As India’s Finance Minister Nirmala Sitharaman prepares to announce India’s budget for the fiscal year (FY) 2022-2023, she will be weighing several domestic priorities with the ongoing and pressing external challenges India continues to face. Whether on land in the Himalayas along the line of actual control, or the high seas of the Indian Ocean, India continues to face serious challenges that it must tackle with finite resources and an economy still recovering from the impact of the Covid-19 pandemic. In the backdrop of such a threat environment, how India’s upcoming budget tackles the ongoing challenges of modernisation and indigenisation can impact the trajectory of India’s defense policy.
Military modernisation
The rise of India as an emerging power, as well as an evolving security environment, has been accompanied by a push for India to modernise its military. While India maintains a large defense budget — it spends nearly two percent of its gross domestic product on defense and had the third-largest defense budget in FY2021-22 — India’s military also requires urgent modernisation. In 2018, India’s then-vice chief of army staff, Lt. Gen. Sarath Chand testified before the Parliamentary Standing Committee on Defense that “Typically, any modern Armed Forces should have… one-third of its equipment in the vintage category, one-third in the current category, and one-third in the state-of-art category.” The reality he said, however, is quite different. “The state today is 68 percent of our equipment is in the vintage category, with just about 24 percent in the current and 8 percent in the state-of-art category.”

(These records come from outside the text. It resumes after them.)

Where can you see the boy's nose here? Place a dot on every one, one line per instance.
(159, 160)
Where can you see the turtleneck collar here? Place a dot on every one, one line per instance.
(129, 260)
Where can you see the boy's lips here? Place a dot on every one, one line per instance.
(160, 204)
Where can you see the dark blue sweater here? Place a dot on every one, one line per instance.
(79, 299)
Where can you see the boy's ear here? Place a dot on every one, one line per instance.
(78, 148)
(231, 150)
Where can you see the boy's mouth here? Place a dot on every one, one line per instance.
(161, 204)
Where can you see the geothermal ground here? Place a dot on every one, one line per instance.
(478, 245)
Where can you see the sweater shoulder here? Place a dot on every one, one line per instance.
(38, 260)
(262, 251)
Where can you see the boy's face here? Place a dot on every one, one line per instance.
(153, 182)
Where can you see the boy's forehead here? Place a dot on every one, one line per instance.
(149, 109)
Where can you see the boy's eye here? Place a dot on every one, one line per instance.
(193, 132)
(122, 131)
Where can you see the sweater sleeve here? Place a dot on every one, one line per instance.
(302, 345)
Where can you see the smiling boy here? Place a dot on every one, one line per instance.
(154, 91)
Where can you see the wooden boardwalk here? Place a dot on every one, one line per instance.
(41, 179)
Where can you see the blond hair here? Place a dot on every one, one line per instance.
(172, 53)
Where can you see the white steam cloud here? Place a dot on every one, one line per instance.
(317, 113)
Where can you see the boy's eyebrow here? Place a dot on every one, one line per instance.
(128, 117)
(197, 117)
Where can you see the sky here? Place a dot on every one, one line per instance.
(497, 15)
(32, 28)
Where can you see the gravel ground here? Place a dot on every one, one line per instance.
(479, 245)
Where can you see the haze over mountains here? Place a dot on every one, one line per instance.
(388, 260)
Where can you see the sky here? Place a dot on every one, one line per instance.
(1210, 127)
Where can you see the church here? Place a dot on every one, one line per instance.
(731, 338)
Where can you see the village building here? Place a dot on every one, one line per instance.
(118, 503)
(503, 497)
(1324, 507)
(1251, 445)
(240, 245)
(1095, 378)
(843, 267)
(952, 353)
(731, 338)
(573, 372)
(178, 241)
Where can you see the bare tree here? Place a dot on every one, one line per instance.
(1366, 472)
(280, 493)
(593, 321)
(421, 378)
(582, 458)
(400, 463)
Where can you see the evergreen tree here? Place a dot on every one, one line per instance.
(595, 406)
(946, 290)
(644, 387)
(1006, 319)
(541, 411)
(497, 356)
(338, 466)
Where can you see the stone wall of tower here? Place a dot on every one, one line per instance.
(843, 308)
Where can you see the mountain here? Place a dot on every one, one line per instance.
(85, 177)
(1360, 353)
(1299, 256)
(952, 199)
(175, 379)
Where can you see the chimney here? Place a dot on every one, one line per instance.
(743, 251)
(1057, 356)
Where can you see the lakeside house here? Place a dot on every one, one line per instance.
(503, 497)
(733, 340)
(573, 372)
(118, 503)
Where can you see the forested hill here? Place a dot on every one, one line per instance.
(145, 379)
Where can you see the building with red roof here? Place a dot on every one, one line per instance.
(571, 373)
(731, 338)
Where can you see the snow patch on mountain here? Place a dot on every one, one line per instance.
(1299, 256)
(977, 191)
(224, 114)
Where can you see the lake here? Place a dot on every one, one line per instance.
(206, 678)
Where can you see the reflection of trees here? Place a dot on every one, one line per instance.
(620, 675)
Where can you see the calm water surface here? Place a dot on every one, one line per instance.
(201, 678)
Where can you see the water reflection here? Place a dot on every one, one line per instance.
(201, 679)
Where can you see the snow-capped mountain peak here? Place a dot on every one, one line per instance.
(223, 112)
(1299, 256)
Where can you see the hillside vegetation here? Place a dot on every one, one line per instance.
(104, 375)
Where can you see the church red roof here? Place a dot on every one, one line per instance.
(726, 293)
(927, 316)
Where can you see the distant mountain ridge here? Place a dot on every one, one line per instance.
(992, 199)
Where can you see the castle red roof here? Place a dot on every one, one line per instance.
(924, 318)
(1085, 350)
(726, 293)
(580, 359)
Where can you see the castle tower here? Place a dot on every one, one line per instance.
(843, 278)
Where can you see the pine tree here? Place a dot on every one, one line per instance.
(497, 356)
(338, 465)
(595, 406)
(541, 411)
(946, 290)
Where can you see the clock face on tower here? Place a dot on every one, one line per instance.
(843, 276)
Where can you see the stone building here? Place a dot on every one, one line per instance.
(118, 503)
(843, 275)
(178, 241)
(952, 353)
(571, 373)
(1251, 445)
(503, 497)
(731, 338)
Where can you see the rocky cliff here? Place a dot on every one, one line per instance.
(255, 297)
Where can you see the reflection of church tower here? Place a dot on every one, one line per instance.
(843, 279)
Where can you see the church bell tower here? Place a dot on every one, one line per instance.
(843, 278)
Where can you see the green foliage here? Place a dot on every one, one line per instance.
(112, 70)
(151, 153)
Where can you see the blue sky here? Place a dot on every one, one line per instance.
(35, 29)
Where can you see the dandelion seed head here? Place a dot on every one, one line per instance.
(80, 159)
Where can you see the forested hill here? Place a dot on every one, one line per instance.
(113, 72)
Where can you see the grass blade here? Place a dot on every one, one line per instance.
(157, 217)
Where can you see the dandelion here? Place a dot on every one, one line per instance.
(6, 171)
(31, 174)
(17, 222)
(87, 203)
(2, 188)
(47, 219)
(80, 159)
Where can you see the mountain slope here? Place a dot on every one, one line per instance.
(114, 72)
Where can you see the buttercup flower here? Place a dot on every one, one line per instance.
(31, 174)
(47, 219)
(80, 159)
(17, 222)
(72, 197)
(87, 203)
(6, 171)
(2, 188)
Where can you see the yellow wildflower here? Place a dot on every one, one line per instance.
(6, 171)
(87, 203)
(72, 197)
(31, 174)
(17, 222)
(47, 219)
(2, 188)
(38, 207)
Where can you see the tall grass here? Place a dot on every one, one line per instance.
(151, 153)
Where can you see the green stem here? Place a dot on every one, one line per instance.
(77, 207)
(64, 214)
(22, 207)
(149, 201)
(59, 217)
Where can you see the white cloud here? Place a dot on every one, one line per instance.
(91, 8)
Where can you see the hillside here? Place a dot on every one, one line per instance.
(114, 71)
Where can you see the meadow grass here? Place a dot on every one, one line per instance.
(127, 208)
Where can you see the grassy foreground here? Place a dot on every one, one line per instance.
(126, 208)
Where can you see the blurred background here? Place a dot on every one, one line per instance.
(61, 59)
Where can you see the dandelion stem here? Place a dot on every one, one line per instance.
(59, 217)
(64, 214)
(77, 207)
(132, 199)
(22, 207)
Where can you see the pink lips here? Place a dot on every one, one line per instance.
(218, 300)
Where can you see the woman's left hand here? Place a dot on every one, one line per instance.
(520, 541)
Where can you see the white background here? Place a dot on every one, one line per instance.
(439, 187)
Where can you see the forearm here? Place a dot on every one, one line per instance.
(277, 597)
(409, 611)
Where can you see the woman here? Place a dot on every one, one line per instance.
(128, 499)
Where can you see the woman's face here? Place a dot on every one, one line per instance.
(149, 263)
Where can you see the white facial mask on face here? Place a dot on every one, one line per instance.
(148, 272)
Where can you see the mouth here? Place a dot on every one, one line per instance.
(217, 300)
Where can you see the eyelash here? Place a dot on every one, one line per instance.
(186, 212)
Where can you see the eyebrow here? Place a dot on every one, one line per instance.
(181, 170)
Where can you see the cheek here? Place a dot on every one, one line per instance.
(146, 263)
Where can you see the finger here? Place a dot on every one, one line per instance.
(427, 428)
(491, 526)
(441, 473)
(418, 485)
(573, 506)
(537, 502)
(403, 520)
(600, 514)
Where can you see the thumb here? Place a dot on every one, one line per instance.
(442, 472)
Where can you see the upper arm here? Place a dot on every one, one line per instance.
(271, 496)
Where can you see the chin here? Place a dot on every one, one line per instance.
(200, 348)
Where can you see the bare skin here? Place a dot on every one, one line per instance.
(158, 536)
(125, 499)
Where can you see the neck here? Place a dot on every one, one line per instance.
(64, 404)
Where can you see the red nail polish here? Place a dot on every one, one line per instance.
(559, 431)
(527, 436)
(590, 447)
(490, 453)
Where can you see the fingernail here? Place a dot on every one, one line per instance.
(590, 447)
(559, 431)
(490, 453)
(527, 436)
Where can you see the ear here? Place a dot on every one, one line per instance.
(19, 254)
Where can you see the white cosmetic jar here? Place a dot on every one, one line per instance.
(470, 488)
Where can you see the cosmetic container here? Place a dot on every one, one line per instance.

Last year’s budget included provisions that were aimed at turning this situation around. Not only did the total allocation for defense for FY 2021-22, including pension-related expenditures, increase by 1.48 percent from Rs 4.71 lakh crore in FY 2020-21 to Rs 4.78 lakh crore in FY 2021-22, but the budgeted capital expenditure, which would support purchases of new equipment, would increase by 18.75 percent. However, despite this significant increase, it is clear that the liabilities from India’s existing pipeline of defense equipment it has already committed to purchasing would take up nearly 90 percent of the budgeted capital expenditure, leaving only a meager amount for additional modernisations. Moving forward, the budget will not only need to keep up this level of allocation of capital expenditure but take additional steps if the government wishes to significantly reduce the vintage equipment currently deployed by the armed forces.